From 2006 to 2011, Colorado College contributed $839 million to the state’s economy—a great feat considering the school’s size.
The GDP from the study, conducted by senior Aradhya Sood in the summer of 2012, included both direct and indirect contributions, which totaled $839 million.
Sood, a math-economics major from Shimla, India, was one of a group of students President Tiefenthaler asked to research the economics of higher education. Economics professors Dan Johnson and Kevin Rask — Tiefenthaler’s husband — worked with the group.
“I think people in [Colorado Springs] don’t understand what we bring to the community,” Vice President of Finance and Administration Robert Moore said. “Yes, we’re a small college—but we’re an expensive small college.”
Many of Sood’s findings rely on the output methodology—the economics theory that posits that everything in an economy is interconnected. The output methodology can be demonstrated by the indirect effects CC’s hockey program has on the economy. Sood estimates the expenditure of all athletic visitors in the past five years to be $1,648,109, which doesn’t include the “entertainment value” the hockey games provide for non-CC students in Colorado Springs.
The $839 million is split between four categories: “spending on operations (educational services, performance arts, athletic events, broadcasting, investments, etc,), which totals $598 million; capital projects (construction, utilities, oil and gas, etc,), totalling almost $50 million; student spending in the community (groceries, goods, etc,) which total nearly $173 million; and the amount visitors to the college spent in that time:,$18 million,” says the study’s executive summary.
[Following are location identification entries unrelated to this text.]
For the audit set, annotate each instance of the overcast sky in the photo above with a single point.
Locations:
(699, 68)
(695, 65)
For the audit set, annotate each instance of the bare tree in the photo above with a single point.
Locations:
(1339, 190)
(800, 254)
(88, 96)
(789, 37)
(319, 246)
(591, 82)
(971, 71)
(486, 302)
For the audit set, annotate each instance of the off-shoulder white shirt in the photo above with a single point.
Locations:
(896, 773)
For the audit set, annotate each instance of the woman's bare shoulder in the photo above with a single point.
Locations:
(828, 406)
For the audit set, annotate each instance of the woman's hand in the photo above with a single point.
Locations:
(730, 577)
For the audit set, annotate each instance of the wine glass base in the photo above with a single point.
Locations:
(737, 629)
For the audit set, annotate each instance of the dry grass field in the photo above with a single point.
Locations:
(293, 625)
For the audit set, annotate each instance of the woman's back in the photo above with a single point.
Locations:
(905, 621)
CC employed on average 1,361 full- and part-time faculty and staff each year, creating an annual average of 1,080 additional jobs in Colorado. Including operations, capital projects, and student and visitor expenditures, “2,717 jobs were created annually,” said the study, “for a total of about $74 million in earnings each year, or a total of $372 million and 13,587 jobs over the five years.”
Between 2006 and 2011, for every dollar CC spent through operations, capital projects, and student/visitor spending, another 69 cents went into Colorado’s economy. For every dollar a CC student spent, another $1.16 went into the economy, and the “average CC student spent $752 a month off-campus.” Student spending alone created, on average, 150 jobs per year, or 751 jobs over the five-year period.
Students in CC’s MAT program contribute the most to the local economy, spending, on average, over $1,600 a month, followed by off-campus students, who spend $1,200 a month. In total, the student expenditure sums to $79 million over the five-year period, resulting in a total output of $172 million, with an indirect impact of $93 million.
Sood didn’t forget about parents, guests, and alums, who spent $11 million over the five years. For every dollar they spent, another 30 cents were added to the state economy, translating to 36 jobs every year.
The study also looked at the impact of “brain gain,” or as Tiefenthaler put it: “human capital.”
Many CC graduates choose to stay in Colorado, helping local economies, working on “school boards and committees,” said Tiefenthaler. Sood cited three CC alums who founded Lexidyne, LLC, a consulting firm in Colorado Springs as an example of what graduates bring to the local economy.
In the last 34 years, the study found, around 8,000 alumni became residents of Colorado, many of whom add to Colorado’s creative class. The creative class, Sood describes, citing the economist Richard Florida, is a “fast-growing, highly-educated, and well paid segment of the workforce on whose efforts the workforce profit and economic growth increasingly depends.”
The creative class includes, but is not limited to, journalists, doctors, and lawyers.
“There was a report last year on my blog,” said Tiefenthaler, “that showed that we were one of the top five non-profits in Colorado Springs.”
Over the five-year period, the 77,202 hours of community service CC did equates to 37-full time service workers, with an average of 8 workers per year.
Sood, who is currently conducting her thesis—a study that is examining different methodologies for entering data—is planning on applying to PhD programs in economics.
“The positive impact we have on the community feeds back to the college,” Tiefenthaler said, “The more we try to have a great Colorado Springs, the greater CC will be.”